Open laphang opened 8 months ago
Hi! There's Real Toxicity in the big-refactor (soon to be main) branch which evaluates the generations with the Perspective API (need a key but it's free) using a custom metric.py
. Think you should also be able to modify this to pass the model outputs to an arbitrary classifier rather than the API and/or also use a different dataset in the task yaml.
Thanks for the response, I'll keen an eye on the big-refactor getting merged into main!
Hi @laphang, did you come up with code to implement this?
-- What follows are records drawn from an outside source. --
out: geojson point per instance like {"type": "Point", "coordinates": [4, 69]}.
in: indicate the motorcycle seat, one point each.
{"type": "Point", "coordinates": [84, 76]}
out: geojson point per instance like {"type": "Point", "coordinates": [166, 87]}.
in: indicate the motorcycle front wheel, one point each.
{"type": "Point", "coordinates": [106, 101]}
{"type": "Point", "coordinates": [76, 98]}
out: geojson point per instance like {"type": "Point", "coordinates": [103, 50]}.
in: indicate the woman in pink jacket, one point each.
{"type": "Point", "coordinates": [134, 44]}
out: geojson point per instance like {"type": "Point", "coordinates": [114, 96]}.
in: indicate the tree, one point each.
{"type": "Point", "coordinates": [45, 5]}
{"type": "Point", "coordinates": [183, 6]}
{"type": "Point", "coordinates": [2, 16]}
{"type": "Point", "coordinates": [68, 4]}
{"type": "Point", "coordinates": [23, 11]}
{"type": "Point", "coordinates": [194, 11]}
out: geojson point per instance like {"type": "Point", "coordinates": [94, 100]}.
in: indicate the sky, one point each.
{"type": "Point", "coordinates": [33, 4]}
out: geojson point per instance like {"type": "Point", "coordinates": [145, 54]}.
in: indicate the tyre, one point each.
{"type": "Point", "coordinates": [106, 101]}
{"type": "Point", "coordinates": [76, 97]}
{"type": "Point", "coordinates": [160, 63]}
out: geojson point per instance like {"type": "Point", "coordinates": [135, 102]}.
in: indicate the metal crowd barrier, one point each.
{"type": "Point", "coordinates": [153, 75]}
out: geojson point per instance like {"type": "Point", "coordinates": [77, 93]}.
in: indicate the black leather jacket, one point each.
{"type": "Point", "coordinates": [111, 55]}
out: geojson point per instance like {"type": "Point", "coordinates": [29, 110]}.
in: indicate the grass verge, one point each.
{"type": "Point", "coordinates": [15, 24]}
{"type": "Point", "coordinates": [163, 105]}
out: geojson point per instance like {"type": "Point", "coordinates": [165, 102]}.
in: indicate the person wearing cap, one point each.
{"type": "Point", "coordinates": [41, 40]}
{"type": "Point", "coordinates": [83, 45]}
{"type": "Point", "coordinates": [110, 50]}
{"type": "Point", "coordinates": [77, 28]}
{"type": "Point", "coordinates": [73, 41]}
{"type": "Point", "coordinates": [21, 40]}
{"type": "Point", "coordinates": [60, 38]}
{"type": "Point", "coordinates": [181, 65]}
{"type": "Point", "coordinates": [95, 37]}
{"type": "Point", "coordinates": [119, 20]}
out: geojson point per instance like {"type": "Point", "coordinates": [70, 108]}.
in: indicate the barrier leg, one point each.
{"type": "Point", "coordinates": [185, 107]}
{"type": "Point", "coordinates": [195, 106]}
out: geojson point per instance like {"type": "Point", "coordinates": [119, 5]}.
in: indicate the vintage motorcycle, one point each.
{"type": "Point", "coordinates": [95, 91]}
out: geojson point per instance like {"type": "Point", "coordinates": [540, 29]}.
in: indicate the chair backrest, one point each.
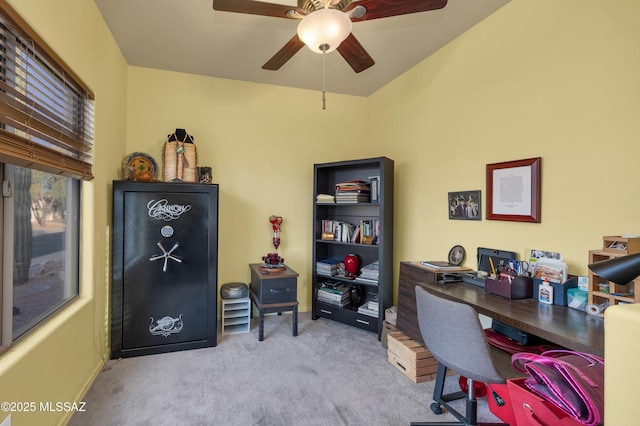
{"type": "Point", "coordinates": [453, 334]}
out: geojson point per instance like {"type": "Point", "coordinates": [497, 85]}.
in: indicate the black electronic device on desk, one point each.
{"type": "Point", "coordinates": [489, 261]}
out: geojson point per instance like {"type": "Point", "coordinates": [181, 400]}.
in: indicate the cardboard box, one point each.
{"type": "Point", "coordinates": [521, 287]}
{"type": "Point", "coordinates": [386, 329]}
{"type": "Point", "coordinates": [411, 358]}
{"type": "Point", "coordinates": [577, 299]}
{"type": "Point", "coordinates": [559, 290]}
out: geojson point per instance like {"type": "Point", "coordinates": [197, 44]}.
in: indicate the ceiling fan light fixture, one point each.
{"type": "Point", "coordinates": [323, 30]}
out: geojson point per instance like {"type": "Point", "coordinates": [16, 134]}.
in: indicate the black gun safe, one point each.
{"type": "Point", "coordinates": [164, 267]}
I'm exactly in the same position at the moment. Thanks!
Hi @danihinjos, no I didn't end up implementing this unfortunately.
I did try the real toxicity task, but found the perspective api too slow.
As an aside, I did gain more confidence in this current method after reading the Orca 2 paper, where they discuss using toxigen both for discriminative evaluation (the classification used in the current lm-eval toxigen task) and generative evaluation. And that models that were good at discriminative evaluation tended to generate less toxic outputs. https://www.microsoft.com/en-us/research/publication/orca-2-teaching-small-language-models-how-to-reason/
But it would be good to be able to explicitly do the generative evaluation too.
Agree, I would also find an implementation of toxigen super useful. Did you find another way outside of lm-evaluation-harness to run toxigen (relatively) easily?
@Thartvigsen wondering if you've got an implementation of evaluating causal models' toxicity (as opposed to their use for classifying toxicity which you contributed) using Toxigen, possibly?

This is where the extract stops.